ROOT
ROOT
文章目录
  1. 引子
  2. BrainFuck 编译器设计
  3. 实现

C++ 元编程之 BrainFuck 编译器(模板元解法)

引子

昨天在逼乎看到一个有意思的问题:怎么使 C++ 用最复杂的方法打 hello world?,既然要用最有格调、最复杂的方式,那就不要考虑直接打印 hello world 这种方式了,而是用元编程这种手段,编译期 生成 hello world 字符串,运行时打印。

编译期怎么生成字符串呢?这里我想到了 BrainFuck 语言 [1],它是图灵完备的,同时其 hello world 程序又足够唬人(; 为注释):

std::cout << R"(
>++++++++[<+++++++++>-]<.                 ; H
>>++++++++++[<++++++++++>-]<+.            ; e
>>+++++++++[<++++++++++++>-]<.            ; l
>>+++++++++[<++++++++++++>-]<.            ; l
>>++++++++++[<+++++++++++>-]<+.           ; o
>>++++[<++++++++>-]<.                     ;
>>+++++++++++[<++++++++>-]<-.             ; W
>>++++++++++[<+++++++++++>-]<+.           ; o
>>++++++++++[<++++++++++++>-]<------.     ; r
>>+++++++++[<++++++++++++>-]<.            ; l
>>++++++++++[<++++++++++>-]<.             ; d
>>++++++[<++++++>-]<---.                  ; !
)"_brain_fuck << std::endl;

若元编程实现一个 BrainFuck 编译器,在 编译时 解析执行上述代码,并生成结果字符串(hello world),那多有意思🤔

上述代码执行过程可以看看这个链接感受下 brainfuck-visualizer

BrainFuck 编译器设计

如果点赞数足够多,我会考虑换纯 constexpr 方式实现,这篇采用传统的模板元方式。
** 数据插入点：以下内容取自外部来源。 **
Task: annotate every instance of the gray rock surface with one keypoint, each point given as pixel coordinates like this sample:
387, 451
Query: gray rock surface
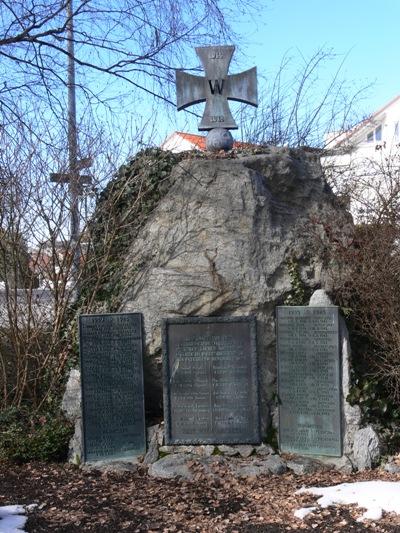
257, 467
112, 466
71, 405
219, 139
245, 450
366, 449
71, 402
351, 414
219, 241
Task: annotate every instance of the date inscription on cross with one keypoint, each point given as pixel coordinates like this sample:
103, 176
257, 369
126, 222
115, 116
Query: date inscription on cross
216, 88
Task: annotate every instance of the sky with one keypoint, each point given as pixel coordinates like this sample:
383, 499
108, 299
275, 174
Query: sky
363, 34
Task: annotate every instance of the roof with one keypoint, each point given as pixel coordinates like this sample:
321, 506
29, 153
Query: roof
346, 136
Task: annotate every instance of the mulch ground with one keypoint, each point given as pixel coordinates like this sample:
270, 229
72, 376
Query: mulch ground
71, 500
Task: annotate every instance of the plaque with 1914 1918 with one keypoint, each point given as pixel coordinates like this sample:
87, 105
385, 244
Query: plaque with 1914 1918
112, 386
211, 380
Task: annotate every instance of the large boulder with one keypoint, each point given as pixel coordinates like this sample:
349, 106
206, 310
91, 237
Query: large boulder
220, 242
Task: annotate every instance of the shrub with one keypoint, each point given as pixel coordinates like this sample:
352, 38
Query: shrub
30, 436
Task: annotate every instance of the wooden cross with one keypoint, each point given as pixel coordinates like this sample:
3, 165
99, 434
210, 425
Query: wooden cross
216, 88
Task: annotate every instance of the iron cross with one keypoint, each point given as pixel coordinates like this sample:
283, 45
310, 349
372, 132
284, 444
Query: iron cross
216, 88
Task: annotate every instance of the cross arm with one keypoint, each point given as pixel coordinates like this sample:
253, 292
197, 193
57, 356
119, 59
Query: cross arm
243, 87
189, 90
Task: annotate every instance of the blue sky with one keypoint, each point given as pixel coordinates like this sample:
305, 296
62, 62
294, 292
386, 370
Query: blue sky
363, 34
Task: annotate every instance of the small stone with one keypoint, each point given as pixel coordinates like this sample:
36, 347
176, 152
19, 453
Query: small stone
304, 465
219, 139
264, 449
272, 465
392, 468
275, 464
228, 450
244, 450
152, 451
71, 402
366, 448
172, 466
112, 466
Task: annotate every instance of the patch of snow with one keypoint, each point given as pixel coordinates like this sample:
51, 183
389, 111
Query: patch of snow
374, 496
13, 519
303, 512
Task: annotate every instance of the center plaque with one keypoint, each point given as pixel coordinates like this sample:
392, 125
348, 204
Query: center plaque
211, 380
112, 386
309, 384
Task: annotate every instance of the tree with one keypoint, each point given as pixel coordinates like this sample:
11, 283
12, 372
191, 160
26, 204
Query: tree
121, 47
300, 108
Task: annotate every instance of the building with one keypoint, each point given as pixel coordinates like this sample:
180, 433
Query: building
179, 141
363, 163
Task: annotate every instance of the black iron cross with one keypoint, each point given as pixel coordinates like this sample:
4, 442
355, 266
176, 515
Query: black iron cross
216, 88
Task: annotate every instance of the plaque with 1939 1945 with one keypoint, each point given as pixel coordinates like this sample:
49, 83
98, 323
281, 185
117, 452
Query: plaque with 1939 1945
112, 386
211, 380
309, 380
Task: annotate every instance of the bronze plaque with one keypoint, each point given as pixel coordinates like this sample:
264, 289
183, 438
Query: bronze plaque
211, 380
309, 384
112, 386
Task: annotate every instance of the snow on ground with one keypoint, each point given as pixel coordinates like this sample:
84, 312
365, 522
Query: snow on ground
374, 496
13, 519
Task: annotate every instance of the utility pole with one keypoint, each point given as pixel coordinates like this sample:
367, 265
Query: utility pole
74, 180
73, 145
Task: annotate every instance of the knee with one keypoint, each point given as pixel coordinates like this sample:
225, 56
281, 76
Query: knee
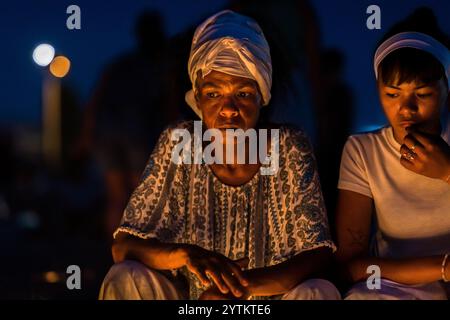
314, 289
124, 281
125, 271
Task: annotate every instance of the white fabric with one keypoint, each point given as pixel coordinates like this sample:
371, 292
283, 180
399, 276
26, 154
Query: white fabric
233, 44
131, 280
390, 290
414, 40
412, 211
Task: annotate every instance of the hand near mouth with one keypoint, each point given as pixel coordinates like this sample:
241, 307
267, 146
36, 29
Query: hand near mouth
426, 154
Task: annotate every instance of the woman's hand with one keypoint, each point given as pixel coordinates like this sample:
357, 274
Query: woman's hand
226, 274
214, 293
426, 155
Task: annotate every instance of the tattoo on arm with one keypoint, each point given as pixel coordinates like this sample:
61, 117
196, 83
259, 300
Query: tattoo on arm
358, 238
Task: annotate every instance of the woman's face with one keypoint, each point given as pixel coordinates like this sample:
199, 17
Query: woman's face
228, 102
413, 104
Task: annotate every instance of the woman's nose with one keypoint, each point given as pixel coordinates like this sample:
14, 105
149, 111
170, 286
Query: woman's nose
229, 109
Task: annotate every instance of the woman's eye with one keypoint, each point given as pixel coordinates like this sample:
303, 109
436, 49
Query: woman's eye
424, 95
244, 94
212, 94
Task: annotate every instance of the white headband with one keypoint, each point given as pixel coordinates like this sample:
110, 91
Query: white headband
414, 40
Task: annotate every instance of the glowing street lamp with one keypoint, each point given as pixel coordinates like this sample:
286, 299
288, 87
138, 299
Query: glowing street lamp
44, 55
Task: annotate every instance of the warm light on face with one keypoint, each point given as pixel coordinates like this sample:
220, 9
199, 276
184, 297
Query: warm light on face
43, 54
60, 66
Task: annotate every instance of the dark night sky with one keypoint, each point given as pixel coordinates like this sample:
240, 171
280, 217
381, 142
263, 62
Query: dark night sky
107, 30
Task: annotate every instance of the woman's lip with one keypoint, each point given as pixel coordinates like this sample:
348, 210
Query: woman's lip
405, 124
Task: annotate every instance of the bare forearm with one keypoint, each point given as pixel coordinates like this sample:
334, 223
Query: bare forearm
154, 254
407, 271
281, 278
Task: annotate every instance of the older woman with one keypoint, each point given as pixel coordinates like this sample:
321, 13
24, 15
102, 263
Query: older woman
231, 230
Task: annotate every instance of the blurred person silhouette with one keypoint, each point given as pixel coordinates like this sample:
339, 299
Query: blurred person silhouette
293, 33
335, 110
125, 115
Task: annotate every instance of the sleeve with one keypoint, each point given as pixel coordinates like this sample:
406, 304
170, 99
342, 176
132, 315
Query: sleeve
155, 209
353, 173
303, 223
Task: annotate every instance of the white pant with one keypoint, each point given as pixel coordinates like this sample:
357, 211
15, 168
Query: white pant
131, 280
390, 290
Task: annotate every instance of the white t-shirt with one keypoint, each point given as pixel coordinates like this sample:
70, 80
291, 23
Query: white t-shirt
412, 211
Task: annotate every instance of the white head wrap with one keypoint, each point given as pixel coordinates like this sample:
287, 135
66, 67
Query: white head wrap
233, 44
414, 40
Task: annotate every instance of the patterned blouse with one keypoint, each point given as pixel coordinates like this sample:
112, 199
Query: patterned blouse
268, 219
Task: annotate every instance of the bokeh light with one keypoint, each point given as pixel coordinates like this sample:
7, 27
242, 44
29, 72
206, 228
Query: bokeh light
60, 66
43, 54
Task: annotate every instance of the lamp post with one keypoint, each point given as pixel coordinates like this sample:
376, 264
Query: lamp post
44, 55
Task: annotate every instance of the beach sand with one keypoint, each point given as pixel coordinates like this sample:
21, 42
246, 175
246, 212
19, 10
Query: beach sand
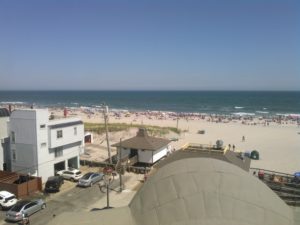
277, 144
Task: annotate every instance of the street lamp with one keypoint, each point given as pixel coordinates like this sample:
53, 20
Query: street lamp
107, 181
105, 115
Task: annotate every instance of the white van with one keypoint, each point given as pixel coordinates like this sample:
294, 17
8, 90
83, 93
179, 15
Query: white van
7, 199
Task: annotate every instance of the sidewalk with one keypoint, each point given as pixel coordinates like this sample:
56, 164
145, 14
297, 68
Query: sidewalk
117, 199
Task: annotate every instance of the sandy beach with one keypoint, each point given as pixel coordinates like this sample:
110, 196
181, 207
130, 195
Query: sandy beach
278, 144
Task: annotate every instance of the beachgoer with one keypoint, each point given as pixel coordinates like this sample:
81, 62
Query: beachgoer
25, 219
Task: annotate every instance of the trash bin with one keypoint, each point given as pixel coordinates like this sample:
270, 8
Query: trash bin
247, 154
254, 155
261, 174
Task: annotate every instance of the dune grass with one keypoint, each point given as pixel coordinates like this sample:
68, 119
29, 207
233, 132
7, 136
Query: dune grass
115, 127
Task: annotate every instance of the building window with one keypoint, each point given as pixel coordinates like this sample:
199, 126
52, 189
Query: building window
59, 134
44, 144
14, 155
75, 130
13, 137
58, 152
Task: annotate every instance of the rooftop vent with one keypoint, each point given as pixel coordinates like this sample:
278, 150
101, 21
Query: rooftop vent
142, 132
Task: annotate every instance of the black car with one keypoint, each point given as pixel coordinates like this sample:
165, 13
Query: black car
54, 183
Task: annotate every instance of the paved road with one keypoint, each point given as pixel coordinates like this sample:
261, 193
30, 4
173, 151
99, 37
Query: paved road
74, 200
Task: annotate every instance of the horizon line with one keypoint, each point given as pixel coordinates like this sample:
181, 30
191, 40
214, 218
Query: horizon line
155, 90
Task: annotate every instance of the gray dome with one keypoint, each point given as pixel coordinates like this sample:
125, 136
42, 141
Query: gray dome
207, 191
195, 191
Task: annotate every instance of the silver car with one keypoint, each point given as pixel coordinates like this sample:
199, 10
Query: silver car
89, 179
24, 208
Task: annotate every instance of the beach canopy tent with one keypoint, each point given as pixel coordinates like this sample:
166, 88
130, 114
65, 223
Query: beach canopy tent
143, 141
88, 137
4, 112
143, 148
194, 191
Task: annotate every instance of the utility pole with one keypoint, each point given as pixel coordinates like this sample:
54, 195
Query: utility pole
121, 166
105, 114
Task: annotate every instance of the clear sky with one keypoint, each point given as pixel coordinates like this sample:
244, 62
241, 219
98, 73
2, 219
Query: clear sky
150, 45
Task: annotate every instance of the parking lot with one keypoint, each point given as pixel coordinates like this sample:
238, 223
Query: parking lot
74, 199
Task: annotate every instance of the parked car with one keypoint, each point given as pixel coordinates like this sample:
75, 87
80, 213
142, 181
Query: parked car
7, 199
54, 183
70, 174
89, 179
26, 208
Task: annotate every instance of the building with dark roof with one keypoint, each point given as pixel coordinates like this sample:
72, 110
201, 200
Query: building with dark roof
143, 148
192, 191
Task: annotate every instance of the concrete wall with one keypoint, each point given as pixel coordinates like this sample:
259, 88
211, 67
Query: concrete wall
145, 156
68, 134
23, 124
158, 154
4, 141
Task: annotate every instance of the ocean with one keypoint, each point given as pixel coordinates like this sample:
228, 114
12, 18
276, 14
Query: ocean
217, 102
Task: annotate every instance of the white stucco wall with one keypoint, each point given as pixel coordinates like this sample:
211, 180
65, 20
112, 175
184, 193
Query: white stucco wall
145, 156
68, 133
23, 124
4, 133
158, 154
35, 151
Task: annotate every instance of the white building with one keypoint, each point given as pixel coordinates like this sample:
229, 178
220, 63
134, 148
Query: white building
40, 146
4, 140
144, 148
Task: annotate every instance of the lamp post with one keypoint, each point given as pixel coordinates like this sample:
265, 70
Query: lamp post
105, 115
107, 180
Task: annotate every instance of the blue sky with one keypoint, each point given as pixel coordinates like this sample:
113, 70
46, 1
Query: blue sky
150, 45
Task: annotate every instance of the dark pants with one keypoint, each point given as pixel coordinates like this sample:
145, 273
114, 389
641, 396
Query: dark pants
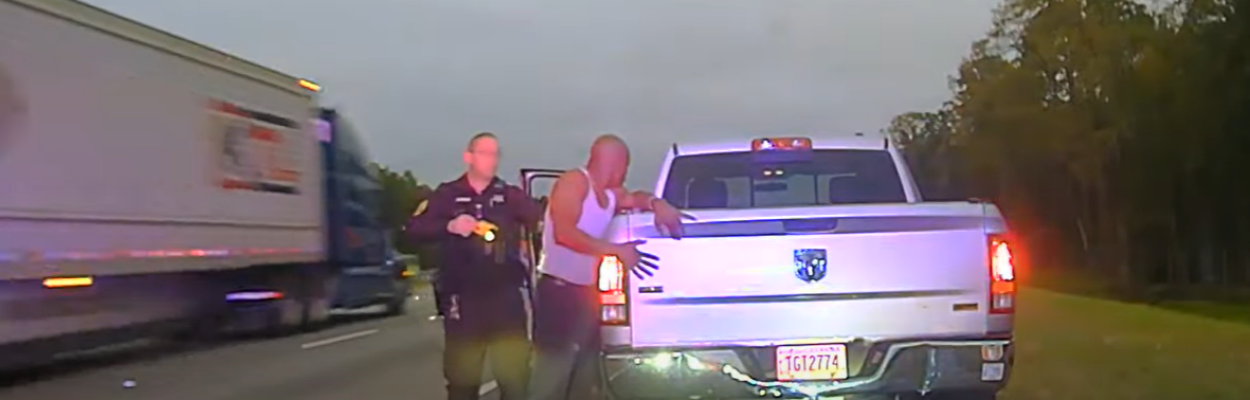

我们需要 C++ 在 编译期 解析执行 BrainFuck 代码,所以无法进行 IO,这里忽略掉 ,/. 运算符,执行完 BrainFuck 代码后,需要将单元结果保存起来。

我们需要抽象出如下几个概念:

  • Cell单元格,用于存放一个 char 值
  • Machine,BrainFuck 图灵机,包含一组Cell,一个指针指明当前操作第几个Cell

由于在编译期计算操作的都是常量,模板元编程采用的是函数式编程思想,那就需要用递归解决问题。

而循环有如下几种情况,一一分析

  • [操作符
    • 若当前单元格值不为零,进入循环
    • 否则跳过该循环,执行 ] 后的代码
  • ]操作符
    • 若当前单元格值不为零,进入下一轮循环,从之前 [ 的代码开始执行
    • 否则跳过该循环,执行 ] 后的代码

而递归解析到操作符 [ 时,有两条路可走,要么进入循环,要么跳到 ],由于当前递归解析无法知道下一个] 位置,那么可以通过标记位 skip 来判断是否继续执行,若 skip 为真则不执行代码,直到 ] 复位 skip 标记位为止(即跳过本次循环)。

同样地,递归解析到 ] 时,也有两条路可走,要么进入下一轮循环,跳到前面的 [ 位置,要么结束本次循环继续执行后面代码。而递归解析没有记录之前 [ 的位置,那么可以通过回溯到 [ 位置进行决策要不要进入下一轮循环,同样思路,可以通过标记位 InLoop 判断是否需要进入循环。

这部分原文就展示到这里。